How to determine appropriate values for ftol, xtol and gtol for least_squares optimization?

Question

I'm using least_squares optimization to adjust the output of a numerical model to some measured data. At this stage I'm wondering how to determine appropriate values for the ftol, xtol and gtol parameters as they determine how and where the optimization will stop. To me it seems that these parameters fit nicely into the framework of the algorithms but I find it difficult to connect them to real world properties.

For example I have uncertainty estimates for my measured data, so once the optimizer reaches sufficient agreement between the model's output and the measured data within the limits of the uncertainty, it is reasonable to stop (i.e. np.all(np.abs(model_output - measured_data) < uncertainty)). However it doesn't seem this can be expressed with the ftol parameter. The termination condition is dF < ftol * F (where F is the sum of squared residuals and dF is its change), so even though I could compute ftol such as to prevent updates smaller than the uncertainty once F has been reached within that level, I also risk premature termination somewhere far off the desired solution. In the end it's up to the optimizer how large a step it wants to take at each iteration (and thus determines dF), so dF might be small compared to F even though it's far off the desired solution.
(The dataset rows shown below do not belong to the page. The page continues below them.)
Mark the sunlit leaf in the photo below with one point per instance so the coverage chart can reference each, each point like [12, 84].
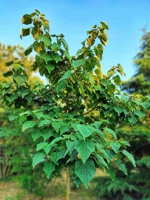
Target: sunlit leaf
[129, 156]
[84, 148]
[28, 124]
[85, 171]
[48, 168]
[37, 158]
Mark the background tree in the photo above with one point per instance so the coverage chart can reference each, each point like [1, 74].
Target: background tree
[16, 148]
[79, 108]
[140, 82]
[136, 184]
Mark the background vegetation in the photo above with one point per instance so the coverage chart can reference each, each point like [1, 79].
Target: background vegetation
[17, 147]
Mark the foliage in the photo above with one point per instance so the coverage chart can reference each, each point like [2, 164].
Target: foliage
[16, 156]
[79, 107]
[140, 82]
[136, 184]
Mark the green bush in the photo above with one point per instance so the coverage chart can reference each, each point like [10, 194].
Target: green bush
[16, 157]
[136, 185]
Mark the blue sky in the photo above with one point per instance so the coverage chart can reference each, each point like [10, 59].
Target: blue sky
[73, 18]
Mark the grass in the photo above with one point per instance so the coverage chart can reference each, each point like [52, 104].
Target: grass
[56, 190]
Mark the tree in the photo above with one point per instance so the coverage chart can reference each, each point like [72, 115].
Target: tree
[79, 107]
[136, 184]
[140, 82]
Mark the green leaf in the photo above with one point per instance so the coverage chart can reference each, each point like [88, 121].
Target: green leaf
[110, 131]
[53, 156]
[13, 117]
[61, 154]
[118, 109]
[101, 161]
[132, 119]
[50, 67]
[28, 124]
[68, 56]
[47, 56]
[85, 130]
[66, 75]
[85, 171]
[36, 135]
[56, 140]
[46, 40]
[9, 73]
[129, 156]
[139, 113]
[115, 146]
[124, 143]
[102, 150]
[44, 122]
[84, 148]
[48, 168]
[110, 154]
[55, 46]
[47, 134]
[57, 57]
[121, 166]
[64, 129]
[78, 63]
[145, 105]
[61, 85]
[41, 145]
[47, 148]
[20, 79]
[37, 158]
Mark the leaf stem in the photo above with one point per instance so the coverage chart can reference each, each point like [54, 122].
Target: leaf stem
[68, 185]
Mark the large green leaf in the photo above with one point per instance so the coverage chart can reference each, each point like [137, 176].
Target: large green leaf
[129, 156]
[78, 63]
[121, 166]
[61, 85]
[139, 113]
[37, 158]
[66, 75]
[28, 124]
[84, 148]
[85, 130]
[50, 67]
[85, 171]
[110, 131]
[41, 145]
[48, 168]
[25, 31]
[115, 146]
[101, 161]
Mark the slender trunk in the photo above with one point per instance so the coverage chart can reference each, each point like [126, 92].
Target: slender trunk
[68, 186]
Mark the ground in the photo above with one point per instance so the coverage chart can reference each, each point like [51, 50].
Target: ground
[11, 191]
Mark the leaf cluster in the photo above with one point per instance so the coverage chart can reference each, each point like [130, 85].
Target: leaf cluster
[79, 107]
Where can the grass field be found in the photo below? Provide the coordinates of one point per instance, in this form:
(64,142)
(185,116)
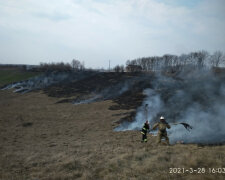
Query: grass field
(42,139)
(10,76)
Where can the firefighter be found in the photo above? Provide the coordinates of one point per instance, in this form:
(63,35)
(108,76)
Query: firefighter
(162,125)
(144,131)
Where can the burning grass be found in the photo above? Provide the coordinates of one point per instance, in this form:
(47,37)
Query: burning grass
(78,142)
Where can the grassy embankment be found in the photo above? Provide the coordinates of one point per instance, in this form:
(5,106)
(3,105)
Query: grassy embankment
(10,76)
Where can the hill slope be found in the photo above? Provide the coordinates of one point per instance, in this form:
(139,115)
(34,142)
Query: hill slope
(42,139)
Another aspect is the change of parameters values. In the end, the resulting values obtained from the optimization will be used to adjust some real devices and these have a finite precision. So for example the devices won't distinguish values that differ by less than 1e-6. This means that again, once sufficient agreement between the model's output and the measured data has been achieved, any parameter update of less than 1e-6 is not meaningful. On the other hand, many small updates of < 1e-6 could sum up to a larger overall update > 1e-6 and I'm back at the same problem: it's up to the optimizer how large a step it wants to take and restricting this, I fear that I risk premature termination. In addition the xtol parameter again only describes a scaling factor between the parameter update and the current values. While I could use some value that reflects the precision of the devices around the expected final parameter values, I've seen the optimizer reaching intermediate parameter values two orders of magnitude larger than the final estimate, so this clearly risks premature termination.

While I find it difficult to choose appropriate values for the ftol, xtol and gtol parameters, it's equally unsatisfying to leave them at their default values without good arguments, since that implies agreement with their default values being reasonable.

Answer 1

The choice of ftol, xtol, and gtol are related to speed of convergence of the specific optimization problem. Assuming a solution x_min+err was found, where err is the deviation from the true value x_min, I like to think about the tolerance in the following (simplified) way:

ftol requires some insight on the shape of F around the minimum. I.e., how much does a change in the value of F change x_min. More precisely, if |F(x_min+err)/F(x_min) - 1| < gtol then err is negligibly small compared to x_min. Of course this depends strongly of the properties F(x).

xtol is the relative accuracy of x_min. I.e., |(x_min+err) / x_min - 1| < xtol.

Values (of the infinity norm of the gradient) below gtol are interpreted as zero gradient (i.e., a stationary point). This also requires some insight about the shape of F and the noise.

I know that those are fairly unspecific statements. Everything resolves around the shape of F(x) in the neighborhood of the minimum x_min. Please note there are a lot more factors to consider, when using non-linear least squares methods. I.e., it is useful to reason about the choice estimation algorithm. In other words: Are the statistical properties of the uncertainties (caused by measurement noise, model deviation, numerics, etc) so well-behaved that a meaningful estimate can be expected (biasedness and consistency are the main characteristics).